The Dunes are alive with the sound of music

woman_in_the_dunes_poster.jpgThe score of Woman in the Dunes is haunting. Dissonant, staccato aural elements insure that tone of the film never drifts far from a sense of peril or the inescapable hopelessness of Niki’s predicament and a life engulfed with insurmountable sand. The score in Dunes, however, plays a more sophisticated role than that of simple a tonal device. Teshigahara does not merely employ sound as an appropriately matched accompaniment to accent or enhance the visible drama. Rather, music functions as an independent player; it contains unique information not visually available and it redefines the visual story, rather than merely supplementing it. The more direct a film is required to be in the enunciation of its themes, the more it risks perjuring those themes itself (Explicitly stated meanings are vulnerable to the slightest missteps in presentation or interpretation), and the more it sacrifices the longevity that thematic ambiguity provides. Therefore, the disjunction of non-diegetic sound and the visual narrative provides Teshigahara an extended toolset for the construction and fortification of a more mature, more durable motif.

Threatening music begins in the title sequence, and we are immediately shown images of sand at various zooms, followed by Niki travelling through the sand. From the outset, the audience is meant to understand sand as a menacing force. If the tone of our introduction to sand does not immediately characterize it as diabolical, it at least definitively establishes the overwhelming potency of the stuff. Next, Niki is hiking through the Dunes, accompanied by a score that continues to be ominous. Already, Teshigahara is using music to force a re-interpretation of the visual information provided. With the score absent, the audience would have no sense of Niki’s peril, and the understanding of this scene would be completely different, and thus the non-diegetic sound proves itself an integral player rather than a peripheral enhancement. Like a wordless narrator, the score is describing for the viewers how we should understand the sand, and reframing an entomological excursion as a descent away from civilization; these two functions will remain consistent throughout the film. Teshigahara allots the score sparingly, a strategy that enhances the sense of isolation in the scenes accompanied only by the sounds of swishing sand and rushing wind, but when the score does reappear, it will always tell one of these same two stories: to remind the audience of the devilish omnipotence of the sand, or to signify further progress in the metamorphosis (descent) of Niki.
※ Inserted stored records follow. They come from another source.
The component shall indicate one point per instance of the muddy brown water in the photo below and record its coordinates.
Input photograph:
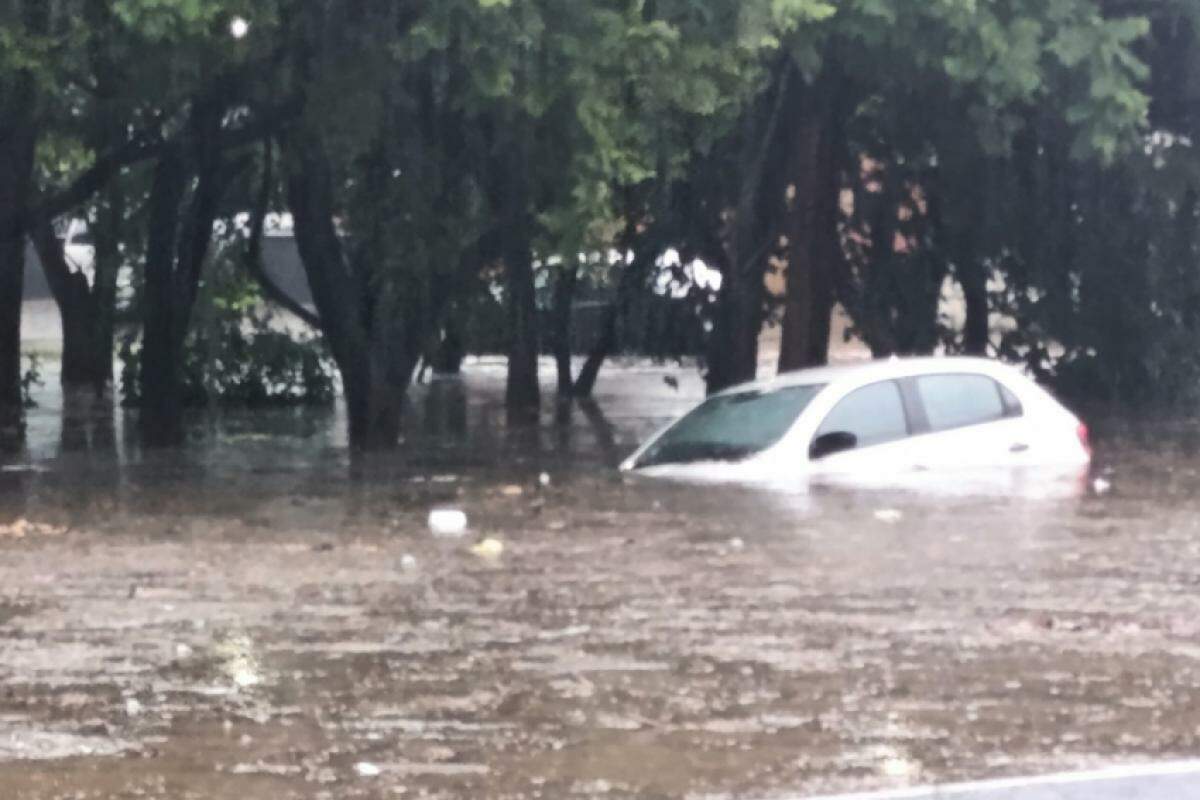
(261, 617)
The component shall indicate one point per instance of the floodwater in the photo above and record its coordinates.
(261, 617)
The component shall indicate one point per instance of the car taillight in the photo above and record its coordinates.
(1085, 438)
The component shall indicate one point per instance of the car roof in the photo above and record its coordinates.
(862, 372)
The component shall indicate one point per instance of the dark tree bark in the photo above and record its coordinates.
(375, 340)
(564, 295)
(87, 324)
(522, 390)
(971, 271)
(160, 388)
(178, 242)
(646, 247)
(450, 349)
(814, 247)
(739, 313)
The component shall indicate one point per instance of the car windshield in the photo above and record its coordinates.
(731, 427)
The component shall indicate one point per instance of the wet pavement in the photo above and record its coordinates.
(261, 617)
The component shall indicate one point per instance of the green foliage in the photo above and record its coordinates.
(238, 354)
(31, 379)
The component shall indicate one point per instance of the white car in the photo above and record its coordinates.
(879, 417)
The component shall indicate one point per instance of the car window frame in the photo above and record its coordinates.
(910, 432)
(910, 388)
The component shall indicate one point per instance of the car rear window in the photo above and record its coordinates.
(874, 414)
(958, 401)
(731, 427)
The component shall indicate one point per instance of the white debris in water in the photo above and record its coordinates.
(899, 768)
(490, 549)
(448, 522)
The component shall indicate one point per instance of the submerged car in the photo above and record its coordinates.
(883, 417)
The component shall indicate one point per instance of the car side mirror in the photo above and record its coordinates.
(828, 444)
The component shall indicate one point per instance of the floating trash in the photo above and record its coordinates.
(489, 549)
(448, 522)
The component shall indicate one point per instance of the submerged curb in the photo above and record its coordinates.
(1164, 781)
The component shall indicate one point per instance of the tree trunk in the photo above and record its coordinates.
(739, 314)
(161, 390)
(972, 276)
(450, 350)
(733, 348)
(87, 350)
(522, 391)
(564, 295)
(814, 250)
(376, 341)
(586, 383)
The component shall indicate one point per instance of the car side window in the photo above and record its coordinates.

As Niki begins his eternity in the sand pit, the score reappears with sporadic flourishes, frequently to identify a milestone in Niki’s devolutionary journey. The music reaches climaxes in intensity when he first realizes he is trapped, when he first embraces the woman sexually, and in the moments of desperation when he must give in to his need for water. In the case of the sexual encounter, there is the problem of tonal disjunction. This can be solved by charting this case in course with the other two. The encounter then must be seen as a significant milestone in Niki’s transition. The disjunction informs the audience that they should not be taking the drama merely at face-value, but that, like in the scenes where Niki’s fate is more literally realized, here also his new existence is being created, only less visibly. Because a film cannot provide a direct window into the protagonist’s psyche, a filmmaker must provide manifest hints to indicate externally the internal process. For the evolution of a character, the transmogrifying force is generally identified, but the viewer must notice a difference in this series of checkpoints to understand the change, and they must interpolate these points of detail in order to elucidate the real dynamics of the transformation. Woman in the Dunes is an existential movie with overtones of nothingness, isolation—the absurdity of futile civilized constructions juxtaposed against an equally Sisyphusian, but simpler existence. Overtly stating the conditions of the characters would be inconsistent with the themes and aesthetics of such a movie. Therefore, the score in Dunes, specifically the musical-visual disjunction, can be explained as a creative device employed to maintain the film’s philosophic integrity—a method of furthering the narrative without violating its own aesthetic.

In the climactic scene where the villagers demand to view the couple together, the music is distinct. Not dissonant and haunting, it is rhythmic and warlike. The new sounds should be taken as an indication that the period of metamorphosis is reaching conclusion. This is a conflictual moment, reflected in the aggressive, ritual beat of the drums, where all of the various levels of individual and society are brought to ceremonious battle within Niki. The music explains that this is not another moment of forced adaptation , not another instance of the oppression of the sand. This is Niki’s moment of truth, where the vestiges of his previous self will make their last stand and be destroyed, and a new version of Niki, an existential reduction his previous self, will be reborn and baptized to the ritual beat of the drums.